Comparison of the usefulness of endoscopic papillary large-balloon dilation with endoscopic sphincterotomy for large and multiple common bile duct stones

Kouhei Tsuchida, Mari Iwasaki, Misako Tsubouchi, Tsunehiro Suzuki, Chieko Tsuchida, Naoto Yoshitake, Takako Sasai, Hideyuki Hiraishi
BMC Gastroenterology 2015, 15: 59

BACKGROUND: Endoscopic sphincterotomy (EST) is currently recognized as the primary endoscopic treatment for common bile duct stones. However, it is difficult to remove multiple (≥ 3) or large (≥ 15 mm) common bile duct stones with EST alone. Recently, EST plus endoscopic papillary large-balloon dilation (EPLBD) was reported to be an effective treatment for such bile duct stones. We compared the results of EST and EST + EPLBD for multiple (≥ 3) or large (≥ 15 mm) stones that were difficult to treat using EST alone. We also compared the complication rates between the techniques.

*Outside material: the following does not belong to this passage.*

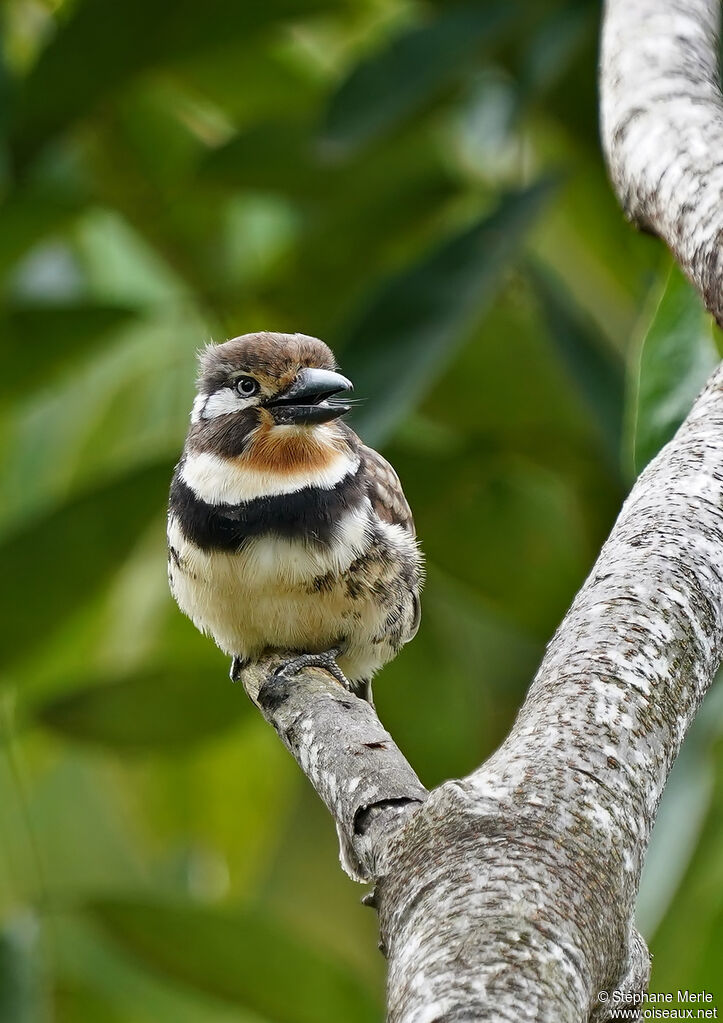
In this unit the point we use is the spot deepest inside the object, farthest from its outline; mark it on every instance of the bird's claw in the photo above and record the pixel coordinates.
(326, 660)
(237, 666)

METHODS: Seventy patients with large (largest diameter, ≥ 15 mm) or ≥ 3 common bile duct stones treated in our department between April 2010 and March 2013 underwent EST + EPLBD (n = 34) or EST alone (n = 36). We compared final successful stone removal rates, rates of successful stone removal in the first session, procedure times, status of concurrent mechanical lithotripsy (ML), and complications between the EST + EPLBD and EST groups.

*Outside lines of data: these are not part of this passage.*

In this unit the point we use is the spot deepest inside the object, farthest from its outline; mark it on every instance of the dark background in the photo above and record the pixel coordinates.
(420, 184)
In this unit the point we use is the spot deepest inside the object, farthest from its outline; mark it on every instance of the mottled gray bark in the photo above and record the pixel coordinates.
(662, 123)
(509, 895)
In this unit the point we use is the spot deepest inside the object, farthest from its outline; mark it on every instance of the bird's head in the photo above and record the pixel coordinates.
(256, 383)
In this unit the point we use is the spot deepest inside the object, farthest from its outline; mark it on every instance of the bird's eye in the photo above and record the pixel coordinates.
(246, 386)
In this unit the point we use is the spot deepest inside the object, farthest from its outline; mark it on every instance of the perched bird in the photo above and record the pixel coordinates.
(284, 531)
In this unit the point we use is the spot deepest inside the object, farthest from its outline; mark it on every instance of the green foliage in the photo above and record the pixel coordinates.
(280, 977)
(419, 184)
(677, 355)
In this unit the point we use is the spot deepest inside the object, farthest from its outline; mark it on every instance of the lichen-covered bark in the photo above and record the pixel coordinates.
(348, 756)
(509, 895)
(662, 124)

RESULTS: The rates of final successful stone removal were similar between the two groups (EST + EPLBD: 100 % vs. EST: 89 %; p = 0.115). The rate of successful stone removal in the first session was significantly higher in the EST + EPLBD group (EST + EPLBD: 88 % vs. EST: 56 %; p = 0.03). Moreover, the procedure time was significantly shorter (EST + EPLBD: 42 min vs. EST: 67 min; p = 0.011) and the rate of ML use was significantly lower in the EST + EPLBD group (EST + EPLBD: 50 % vs. EST: 94 %; p < 0.001). Complications like pancreatitis and bleeding occurred in three patients in the EST + EPLBD group and in 10 patients in the EST group, but the differences were not statistically significant (EST + EPLBD: 9 % vs. EST: 25 %; p = 0.112).

CONCLUSIONS: Our results suggest that EST + EPLBD is an effective therapy for patients with difficult-to-treat multiple or large common bile duct stones, because it requires fewer sessions and shorter operative times than EST alone.